Valley Brook cops must have seen everything by now, so it makes sense to bring them in for this unexpected swinging of the proverbial dick.
[...]The sheriff said he understood that Calvey and one aide planned to come Saturday to look at how inmates were fed “and then all of a sudden, with no notice, they show up with 18 people and they’re wanting to go floor to floor, cell to cell ... and do some kind of a head count.”
In an email Friday, the commissioner’s aide wrote the sheriff’s general counsel: “Kevin and I would like to come view the food service this Saturday. We would like to tag along with the lunch service. How many people are serving food and at what time?”
In a later email, the aide wrote to the sheriff’s general counsel, “We were hoping to have a person accompany each person delivering food and to check the inmates names off of our list. How many people will you have delivering food?”
I have no idea what kind of scheme this was supposed to be, but wouldn't it be easier just to do the headcount instead of having a bunch of people tag along for lunch service?

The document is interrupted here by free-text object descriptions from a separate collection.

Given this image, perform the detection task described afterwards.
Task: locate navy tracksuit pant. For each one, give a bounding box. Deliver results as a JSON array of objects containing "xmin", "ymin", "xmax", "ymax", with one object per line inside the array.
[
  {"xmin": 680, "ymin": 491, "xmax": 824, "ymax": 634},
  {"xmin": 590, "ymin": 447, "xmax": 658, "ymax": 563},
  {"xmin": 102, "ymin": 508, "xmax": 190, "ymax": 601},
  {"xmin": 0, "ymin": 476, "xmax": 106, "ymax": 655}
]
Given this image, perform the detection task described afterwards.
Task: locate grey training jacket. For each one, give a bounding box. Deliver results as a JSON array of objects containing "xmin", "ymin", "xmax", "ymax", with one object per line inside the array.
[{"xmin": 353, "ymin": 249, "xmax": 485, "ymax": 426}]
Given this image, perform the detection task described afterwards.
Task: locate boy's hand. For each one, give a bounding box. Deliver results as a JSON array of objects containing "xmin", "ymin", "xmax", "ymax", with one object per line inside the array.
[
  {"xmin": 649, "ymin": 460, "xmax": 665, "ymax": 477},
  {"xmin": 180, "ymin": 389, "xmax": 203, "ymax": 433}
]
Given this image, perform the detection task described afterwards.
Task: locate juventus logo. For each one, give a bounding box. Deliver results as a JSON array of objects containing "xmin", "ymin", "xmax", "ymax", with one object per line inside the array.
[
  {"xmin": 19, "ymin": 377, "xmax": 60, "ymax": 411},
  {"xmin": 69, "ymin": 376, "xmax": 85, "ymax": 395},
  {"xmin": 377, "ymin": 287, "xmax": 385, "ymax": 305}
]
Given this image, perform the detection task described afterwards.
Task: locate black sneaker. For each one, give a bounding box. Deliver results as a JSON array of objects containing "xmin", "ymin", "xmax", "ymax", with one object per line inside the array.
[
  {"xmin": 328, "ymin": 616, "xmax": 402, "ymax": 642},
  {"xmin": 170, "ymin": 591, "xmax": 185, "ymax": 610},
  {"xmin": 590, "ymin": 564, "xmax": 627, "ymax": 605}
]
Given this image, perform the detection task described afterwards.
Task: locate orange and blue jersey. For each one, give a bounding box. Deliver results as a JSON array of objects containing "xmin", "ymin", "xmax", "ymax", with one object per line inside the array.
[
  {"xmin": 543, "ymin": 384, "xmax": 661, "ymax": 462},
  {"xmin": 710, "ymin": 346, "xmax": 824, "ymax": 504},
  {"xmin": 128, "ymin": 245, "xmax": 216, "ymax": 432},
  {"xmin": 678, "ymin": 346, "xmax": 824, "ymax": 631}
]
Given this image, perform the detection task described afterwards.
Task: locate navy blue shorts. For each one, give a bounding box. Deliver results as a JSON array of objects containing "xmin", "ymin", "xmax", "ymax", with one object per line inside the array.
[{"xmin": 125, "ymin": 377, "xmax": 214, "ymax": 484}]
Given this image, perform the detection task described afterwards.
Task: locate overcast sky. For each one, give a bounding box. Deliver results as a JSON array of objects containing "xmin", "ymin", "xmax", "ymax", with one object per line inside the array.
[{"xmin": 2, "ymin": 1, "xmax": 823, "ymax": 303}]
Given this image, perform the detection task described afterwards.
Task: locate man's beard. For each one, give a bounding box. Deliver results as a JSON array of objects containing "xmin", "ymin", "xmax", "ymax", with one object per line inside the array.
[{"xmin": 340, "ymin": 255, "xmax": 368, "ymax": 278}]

Did the county think it would be more of a Trojan Horse move to pretend like they're doing meal service inventory instead of what they actually ended up doing?
If the county folks who showed up had the true ambitions of freeing wrongly locked up folks, more power to them, but everything about this story is really weird, and begs us to wonder what the true politics between the county's legal system and the jailers is like.